Questo cambiamento tecnologico, a differenza di cambiamenti tecnologici precedenti, ha la caratteristica che, da una parte, premia le persone con le giuste competenze – e tendenzialmente sono persone a maggior capitale umano – quindi esiste una fascia del mercato del lavoro che trae beneficio da questo cambiamento tecnologico in termini di maggiore opportunità di lavoro e di retribuzioni. La cosa interessante è che paradossalmente esiste quella che viene chiamata polarizzazione, cioè, da una parte ci sono queste persone che traggono beneficio in termini di remunerazione e di opportunità di lavoro, ma esiste anche una parte di persone, di lavoratori a minor “skill” che sono, anche loro, in parte protetti dal cambiamento tecnologico, penso a tutta una serie di lavori, diciamo a minor remunerazione, che però al momento non sono sostituibili da parte delle macchine. E quello che sta avvenendo, sostanzialmente, è che si stanno distruggendo tantissimi posti di lavoro per gli “skill” intermedi, con qualificazioni intermedie. Per questo si parla di “polarizzazione”. Cioè, da una parte abbiamo, i vincitori che sono quelli, come ho detto, a maggior istruzione, maggiori competenze. dall’altra parte una quota di lavoratori a minore qualificazione mentre la fascia più colpita è la fascia intermedia che sono le persone a media qualificazione che fanno una serie di lavori che via via vengono rimpiazzati dalle macchine.Per fare degli esempi: da una parte abbiamo gli ingegneri, gli informatici e le persone a maggior istruzione; dall’altra abbiamo, che ne so, chi lavora nei fast food, chi lavora come delivery e tutta una serie di altri lavori a bassa qualificazione. Chi è più colpito sono le qualificazioni intermedie. Questo implica che, di fatto, si ha una maggiore ineguaglianza nelle remunerazioni e questo ha un impatto complessivo sul grado diseguaglianza che c’è nei sistemi.

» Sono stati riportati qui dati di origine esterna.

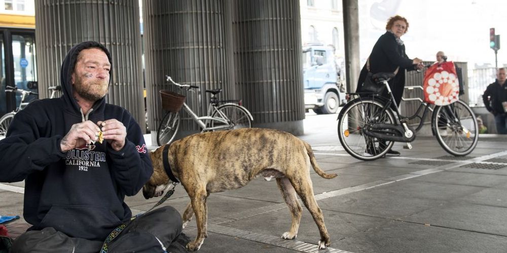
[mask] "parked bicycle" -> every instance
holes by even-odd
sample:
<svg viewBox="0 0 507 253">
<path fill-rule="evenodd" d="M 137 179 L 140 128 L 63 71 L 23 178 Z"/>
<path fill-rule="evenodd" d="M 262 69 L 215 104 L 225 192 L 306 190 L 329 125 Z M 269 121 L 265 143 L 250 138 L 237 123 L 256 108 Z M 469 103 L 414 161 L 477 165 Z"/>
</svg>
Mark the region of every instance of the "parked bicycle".
<svg viewBox="0 0 507 253">
<path fill-rule="evenodd" d="M 180 85 L 172 80 L 170 76 L 166 76 L 167 81 L 180 89 L 187 91 L 198 89 L 198 86 Z M 185 102 L 185 97 L 168 91 L 160 91 L 162 108 L 167 111 L 157 132 L 157 143 L 159 146 L 171 143 L 179 129 L 180 117 L 178 112 L 182 107 L 192 119 L 201 128 L 201 133 L 208 131 L 251 128 L 254 117 L 245 107 L 238 103 L 232 101 L 221 101 L 216 96 L 222 89 L 206 90 L 206 93 L 211 94 L 208 112 L 206 116 L 199 116 Z M 219 105 L 221 103 L 225 104 Z"/>
<path fill-rule="evenodd" d="M 54 97 L 57 91 L 61 90 L 61 86 L 52 86 L 49 87 L 48 90 L 51 91 L 51 95 L 50 98 L 53 98 Z M 11 125 L 11 122 L 12 122 L 12 119 L 14 118 L 14 115 L 16 115 L 16 113 L 22 110 L 29 103 L 29 102 L 25 102 L 25 99 L 26 99 L 26 97 L 30 95 L 39 95 L 39 94 L 37 92 L 25 91 L 24 90 L 11 86 L 7 87 L 6 92 L 20 93 L 21 94 L 21 98 L 19 105 L 14 111 L 6 113 L 0 118 L 0 139 L 5 138 L 6 135 L 7 134 L 7 129 L 9 128 L 9 126 Z"/>
<path fill-rule="evenodd" d="M 361 160 L 371 160 L 383 156 L 394 142 L 410 142 L 416 138 L 415 132 L 422 127 L 428 110 L 432 111 L 431 128 L 433 135 L 445 151 L 457 156 L 466 155 L 474 150 L 479 140 L 479 129 L 475 115 L 466 103 L 461 101 L 449 105 L 430 107 L 419 98 L 421 102 L 412 116 L 404 116 L 400 110 L 392 109 L 394 97 L 387 81 L 394 77 L 392 73 L 378 73 L 373 78 L 379 85 L 385 86 L 389 99 L 373 93 L 350 93 L 356 98 L 348 102 L 338 115 L 338 137 L 345 151 Z M 422 87 L 411 86 L 406 89 Z M 420 116 L 421 111 L 422 116 Z M 414 131 L 408 121 L 418 118 L 420 121 Z"/>
</svg>

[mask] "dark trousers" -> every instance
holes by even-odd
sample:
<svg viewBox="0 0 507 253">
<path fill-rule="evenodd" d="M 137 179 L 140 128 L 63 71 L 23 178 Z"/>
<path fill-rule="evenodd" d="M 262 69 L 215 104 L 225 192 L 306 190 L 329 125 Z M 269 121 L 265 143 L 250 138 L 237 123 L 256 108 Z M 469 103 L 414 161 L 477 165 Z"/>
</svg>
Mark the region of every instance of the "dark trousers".
<svg viewBox="0 0 507 253">
<path fill-rule="evenodd" d="M 495 122 L 496 124 L 496 132 L 499 135 L 507 134 L 507 114 L 498 113 L 495 115 Z"/>
<path fill-rule="evenodd" d="M 155 209 L 129 223 L 110 243 L 107 252 L 166 252 L 181 233 L 182 226 L 182 216 L 173 207 Z M 14 240 L 10 252 L 96 253 L 103 242 L 69 237 L 48 227 L 24 233 Z"/>
</svg>

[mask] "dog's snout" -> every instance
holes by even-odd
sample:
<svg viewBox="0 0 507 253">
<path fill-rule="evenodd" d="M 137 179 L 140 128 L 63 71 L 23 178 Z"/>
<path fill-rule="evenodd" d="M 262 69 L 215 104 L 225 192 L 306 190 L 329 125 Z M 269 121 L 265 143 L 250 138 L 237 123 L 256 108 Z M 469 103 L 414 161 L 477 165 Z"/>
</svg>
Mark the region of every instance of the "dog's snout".
<svg viewBox="0 0 507 253">
<path fill-rule="evenodd" d="M 153 187 L 150 187 L 149 186 L 143 186 L 142 187 L 142 196 L 144 197 L 144 198 L 148 199 L 150 198 L 153 197 L 153 195 L 155 193 L 155 188 Z"/>
</svg>

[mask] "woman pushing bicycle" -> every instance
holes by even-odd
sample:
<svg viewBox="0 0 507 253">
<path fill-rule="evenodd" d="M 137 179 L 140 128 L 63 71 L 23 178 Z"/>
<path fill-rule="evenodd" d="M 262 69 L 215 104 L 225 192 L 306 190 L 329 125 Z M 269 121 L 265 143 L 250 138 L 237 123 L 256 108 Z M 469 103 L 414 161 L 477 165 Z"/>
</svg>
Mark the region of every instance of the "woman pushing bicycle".
<svg viewBox="0 0 507 253">
<path fill-rule="evenodd" d="M 364 83 L 369 72 L 372 74 L 394 73 L 395 75 L 388 82 L 396 102 L 396 104 L 393 104 L 392 106 L 400 105 L 405 86 L 405 70 L 421 69 L 424 67 L 422 60 L 417 58 L 411 59 L 405 53 L 405 45 L 400 37 L 407 32 L 408 28 L 409 23 L 403 17 L 396 15 L 389 19 L 385 26 L 385 33 L 377 40 L 370 57 L 361 70 L 357 81 L 356 93 L 363 91 Z M 373 83 L 374 83 L 374 82 Z M 386 97 L 387 92 L 384 91 L 381 95 Z M 400 155 L 400 152 L 389 150 L 387 154 L 397 156 Z"/>
</svg>

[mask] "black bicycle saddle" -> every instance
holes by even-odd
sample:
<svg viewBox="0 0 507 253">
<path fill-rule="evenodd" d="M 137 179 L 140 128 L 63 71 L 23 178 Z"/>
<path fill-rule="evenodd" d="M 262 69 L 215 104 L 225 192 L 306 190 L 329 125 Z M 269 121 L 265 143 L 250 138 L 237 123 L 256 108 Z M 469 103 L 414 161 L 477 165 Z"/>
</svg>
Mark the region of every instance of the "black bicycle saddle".
<svg viewBox="0 0 507 253">
<path fill-rule="evenodd" d="M 381 72 L 374 74 L 373 79 L 382 78 L 382 79 L 384 79 L 385 80 L 389 80 L 389 79 L 394 77 L 395 75 L 395 75 L 394 73 L 392 72 Z"/>
<path fill-rule="evenodd" d="M 206 90 L 206 92 L 209 92 L 213 95 L 216 95 L 222 92 L 222 89 L 215 89 L 214 90 Z"/>
</svg>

Perché spesso si sente parlare della “globalizzazione”, la globalizzazione è uno dei fenomeni che aumenta la diseguaglianza ma, a mio avviso, il cambiamento tecnologico è più importante, è il vero fattore che sta creando una forte polarizzazione e una forte diseguaglianza nelle remunerazioni, nelle opportunità di lavoro, nelle opportunità di carriera e così via.
In cosa si differenzia l’attuale fase di innovazione tecnologica dalle precedenti che hanno investito l’economia, la produzione ed il lavoro ?
Le precedenti ondate di cambiamento tecnologico in realtà premiavano le persone a minore qualificazione. Penso a tutto il periodo degli anni ’50, ’60 e ’70 nel quale le nuove tecnologie di fatto scomponevano le mansioni umane e rendevano possibile un’opportunità di lavoro per persone che di fatto avevano una bassa o bassissima qualificazione.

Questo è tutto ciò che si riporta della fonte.